VPU-2 for decades flew propeller-driven P-3s. The P-3s were distinguishable from regular P-3s by their unique antennae arrangements and various bulges and windows on their fuselages that weren’t evident on non-COMINT planes.

The antennae apparently were associated with at least two main COMINT systems: The AN/ALR-52 multi-band instantaneous frequency measurement receiver helps its operators to characterize the carrier waves that support radio signals, while the ALR-60 lets the operators tap into the radio signals themselves.

Other antennae connect to the COMINT plane’s own communications systems, including high-frequency and satellite radios. Generally speaking, the antennae on the bottom of a COMINT plane are for spying on the enemy. The antennae on top of the plane are for relaying data to national authorities.

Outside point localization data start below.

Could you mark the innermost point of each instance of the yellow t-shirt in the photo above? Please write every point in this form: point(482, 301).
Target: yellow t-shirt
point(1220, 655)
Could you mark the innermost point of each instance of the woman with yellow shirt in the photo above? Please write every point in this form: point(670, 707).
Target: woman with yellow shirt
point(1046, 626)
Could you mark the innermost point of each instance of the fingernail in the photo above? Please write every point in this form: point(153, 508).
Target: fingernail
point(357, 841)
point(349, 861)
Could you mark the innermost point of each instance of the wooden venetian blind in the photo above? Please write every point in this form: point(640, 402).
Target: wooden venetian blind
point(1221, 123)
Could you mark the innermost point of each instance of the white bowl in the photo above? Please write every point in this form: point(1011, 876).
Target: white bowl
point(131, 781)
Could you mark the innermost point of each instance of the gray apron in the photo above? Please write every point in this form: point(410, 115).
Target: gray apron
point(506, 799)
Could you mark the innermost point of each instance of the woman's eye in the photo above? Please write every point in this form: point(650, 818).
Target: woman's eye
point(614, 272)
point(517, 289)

Plane-spotters kept track of the VPU P-3s by looking for their unique antennae and the ever-shifting bureau numbers on their fuselages and tails. Veterans of the special-projects units have recalled the laborious process of frequently repainting their planes.

The Navy began retiring its weary P-3s in the early 2000s. The VPU P-3s were some of the last to go. With almost no fanfare, the fleet began modifying P-8s to carry COMINT equipment. One of the VPU P-8s kept its transponder on as it flew over Fort Campbell, Kentucky, in January—apparently while training with Special Operations Forces on the ground.

It’s not clear how many P-8s VPU-2 eventually will possess. Probably more than four and fewer than 10. It appears the Navy borrowed one VPU bureau number from an unfinished P-8 fuselage that fell off a train during shipping and fell into the Clark Fork River in Montana in 2014.

For all their secrecy, it’s not hard to guess where the VPU P-8s will be spending much of their time. VPU-2 was born in the dangerous air space of the Western Pacific. The squadron undoubtedly still flies those deadly skies.